小隊の保有する大型トラックのヘッドライトの灯りだ。
町へ向かうために手配された一両の大型トラックが、煌々とした灯りを灯し、そしてエンジンを吹かしてその場に待機している。
そして後ろには、鷹幅や鳳藤等各隊員と、ハルエーやミルニシアの姿があった。
「目が光を放っている……それに、唸っているぞ……」
言いながら大型トラックを見上げているミルニシア。彼女は大型トラックの姿や、エンジンの発動音に若干気圧されているようであった。そして言葉こそ発しないが、それは隣に立つハルエーも同じようだった。
「さぁ、乗って」
先に大型トラックの荷台へと上がった鳳藤が、ミルニシアに手を差し出す。
「お、おい……大丈夫なのかこの……馬?ずっと唸っているし、体を震わせているぞ、機嫌を損ねているんじゃないのか……!?」
「大丈夫。これは走り出すために備えているんだ」
不安そうに声を上げるミルニシアを、安心させるためにそう説明しながら、鳳藤はミルニシアを荷台上に引き上げてやる。その隣では、同様にハルエーが新好地の手を借りて、荷台へと引きげられていた。

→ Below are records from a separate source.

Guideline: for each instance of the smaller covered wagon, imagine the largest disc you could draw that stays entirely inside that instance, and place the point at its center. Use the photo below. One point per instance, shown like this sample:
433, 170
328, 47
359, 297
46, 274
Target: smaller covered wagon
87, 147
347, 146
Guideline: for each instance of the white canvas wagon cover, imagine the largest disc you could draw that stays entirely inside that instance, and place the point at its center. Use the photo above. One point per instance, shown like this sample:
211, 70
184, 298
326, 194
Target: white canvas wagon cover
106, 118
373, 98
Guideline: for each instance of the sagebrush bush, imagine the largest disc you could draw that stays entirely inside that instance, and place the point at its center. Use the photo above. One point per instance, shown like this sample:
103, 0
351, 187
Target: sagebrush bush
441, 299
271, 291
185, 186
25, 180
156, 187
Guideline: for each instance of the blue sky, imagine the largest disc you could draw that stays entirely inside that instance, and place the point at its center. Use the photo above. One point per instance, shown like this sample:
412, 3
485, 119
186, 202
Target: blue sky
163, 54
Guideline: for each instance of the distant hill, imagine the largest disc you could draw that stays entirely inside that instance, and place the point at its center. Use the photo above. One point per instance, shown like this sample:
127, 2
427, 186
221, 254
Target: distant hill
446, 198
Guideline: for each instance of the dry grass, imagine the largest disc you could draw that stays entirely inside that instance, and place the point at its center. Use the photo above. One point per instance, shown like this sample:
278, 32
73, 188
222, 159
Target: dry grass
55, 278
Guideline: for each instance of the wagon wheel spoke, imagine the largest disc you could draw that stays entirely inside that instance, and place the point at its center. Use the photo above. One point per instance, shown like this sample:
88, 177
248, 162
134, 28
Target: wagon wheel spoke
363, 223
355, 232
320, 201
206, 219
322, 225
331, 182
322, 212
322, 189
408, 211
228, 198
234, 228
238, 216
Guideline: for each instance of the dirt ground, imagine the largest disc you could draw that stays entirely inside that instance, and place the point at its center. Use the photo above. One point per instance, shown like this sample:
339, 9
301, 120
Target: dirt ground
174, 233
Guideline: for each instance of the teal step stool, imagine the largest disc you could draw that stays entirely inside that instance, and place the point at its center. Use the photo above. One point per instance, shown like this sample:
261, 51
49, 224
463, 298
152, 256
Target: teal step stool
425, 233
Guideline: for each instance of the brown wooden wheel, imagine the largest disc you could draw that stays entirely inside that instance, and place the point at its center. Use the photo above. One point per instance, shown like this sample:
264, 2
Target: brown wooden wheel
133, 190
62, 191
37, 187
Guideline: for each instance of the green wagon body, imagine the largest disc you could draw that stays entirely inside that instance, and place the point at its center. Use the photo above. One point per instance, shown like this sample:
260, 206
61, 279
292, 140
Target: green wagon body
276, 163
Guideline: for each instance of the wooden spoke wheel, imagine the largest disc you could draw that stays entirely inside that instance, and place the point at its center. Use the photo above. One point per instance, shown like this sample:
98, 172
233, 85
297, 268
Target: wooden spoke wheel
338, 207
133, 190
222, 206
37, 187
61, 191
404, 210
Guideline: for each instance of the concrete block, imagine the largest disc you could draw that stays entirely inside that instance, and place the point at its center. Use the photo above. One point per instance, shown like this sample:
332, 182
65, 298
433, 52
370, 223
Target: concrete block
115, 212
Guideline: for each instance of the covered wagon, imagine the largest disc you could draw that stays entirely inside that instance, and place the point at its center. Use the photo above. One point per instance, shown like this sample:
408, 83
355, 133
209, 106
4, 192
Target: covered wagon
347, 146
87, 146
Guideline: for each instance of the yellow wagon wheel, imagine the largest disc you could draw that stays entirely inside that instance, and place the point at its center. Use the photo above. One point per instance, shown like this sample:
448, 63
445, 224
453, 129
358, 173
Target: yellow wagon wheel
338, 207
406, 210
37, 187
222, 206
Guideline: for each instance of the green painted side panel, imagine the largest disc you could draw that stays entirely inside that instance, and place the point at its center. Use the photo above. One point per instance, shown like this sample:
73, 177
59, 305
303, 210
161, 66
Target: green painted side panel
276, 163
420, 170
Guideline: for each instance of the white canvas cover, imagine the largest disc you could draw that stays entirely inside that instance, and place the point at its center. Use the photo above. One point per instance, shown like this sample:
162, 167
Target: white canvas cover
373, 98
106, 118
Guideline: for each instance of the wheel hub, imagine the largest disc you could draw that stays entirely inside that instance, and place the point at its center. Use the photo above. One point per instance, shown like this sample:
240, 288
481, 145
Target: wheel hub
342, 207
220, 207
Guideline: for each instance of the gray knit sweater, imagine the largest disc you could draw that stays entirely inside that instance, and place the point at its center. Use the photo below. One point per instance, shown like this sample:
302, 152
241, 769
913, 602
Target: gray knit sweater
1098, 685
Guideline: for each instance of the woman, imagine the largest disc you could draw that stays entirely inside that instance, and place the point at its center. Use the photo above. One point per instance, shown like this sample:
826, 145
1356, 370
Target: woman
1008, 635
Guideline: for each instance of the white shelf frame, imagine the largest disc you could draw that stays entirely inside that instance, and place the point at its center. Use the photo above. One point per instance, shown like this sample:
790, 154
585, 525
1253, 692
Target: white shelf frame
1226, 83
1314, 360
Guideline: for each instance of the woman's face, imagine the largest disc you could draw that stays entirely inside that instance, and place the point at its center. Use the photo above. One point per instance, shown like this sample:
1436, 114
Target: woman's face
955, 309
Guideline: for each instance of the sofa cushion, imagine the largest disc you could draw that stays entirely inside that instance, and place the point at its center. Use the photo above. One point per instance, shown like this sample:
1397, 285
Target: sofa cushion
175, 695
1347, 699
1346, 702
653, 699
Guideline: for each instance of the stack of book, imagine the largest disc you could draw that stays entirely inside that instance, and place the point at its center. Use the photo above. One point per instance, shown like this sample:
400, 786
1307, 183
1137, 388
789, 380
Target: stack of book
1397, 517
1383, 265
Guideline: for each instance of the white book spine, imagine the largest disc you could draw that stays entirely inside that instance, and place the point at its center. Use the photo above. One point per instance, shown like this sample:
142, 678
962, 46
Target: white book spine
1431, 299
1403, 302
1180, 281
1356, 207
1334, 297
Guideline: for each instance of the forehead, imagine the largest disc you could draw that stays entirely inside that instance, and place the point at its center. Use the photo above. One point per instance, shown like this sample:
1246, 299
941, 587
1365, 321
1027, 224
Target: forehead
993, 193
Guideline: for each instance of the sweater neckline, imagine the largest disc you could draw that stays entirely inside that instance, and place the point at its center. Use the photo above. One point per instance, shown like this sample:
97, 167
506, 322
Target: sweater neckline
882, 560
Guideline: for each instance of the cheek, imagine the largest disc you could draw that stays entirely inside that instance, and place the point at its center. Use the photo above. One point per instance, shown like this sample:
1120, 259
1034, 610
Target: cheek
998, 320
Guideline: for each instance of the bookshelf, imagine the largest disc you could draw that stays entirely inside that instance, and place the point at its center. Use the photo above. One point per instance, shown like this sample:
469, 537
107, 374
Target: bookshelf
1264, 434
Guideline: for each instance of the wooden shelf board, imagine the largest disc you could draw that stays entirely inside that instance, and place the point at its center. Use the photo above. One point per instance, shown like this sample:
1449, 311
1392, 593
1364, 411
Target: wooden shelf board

荷台に上がったハルエーとミルニシアには荷台の奥側に座ってもらい、鳳藤と新好地は安全監視のために荷台の端に座る。
「鷹幅二曹、ハルエーさん達にシートに着いてもらいました。こちらは準備OKです」
鳳藤はインカムで、キャビンの鷹幅へ準備完了の報告を送る。
《了解――
《了――えー、ご搭乗の皆さま、本日は陸隊観光をご利用いただき、ありがとうございます。あいにくの暗闇となり、景色をお楽しみいただくことはできませんが、トラックの揺れくらいはご堪能いただきたいと思います。なお、当車は全席禁煙となっております》
《余計な事をするな》
《いっぺん言ってみたかったんですよ》
インカムから、操縦席に着く輸送科の顎一士のふざけた言い回しが流れ、その発言を咎める鷹幅の言葉が聞こえて来る。そして大型トラックはエンジンをより今まで以上に唸らせ、ゆっくりと動き出す。
「う、うわっ……」
動き出し、揺れる車内に、ミルニシアが困惑の声を零す。
そんな彼女等を乗せて、大型トラックは木漏れ日の町を目指し、砦を出発した。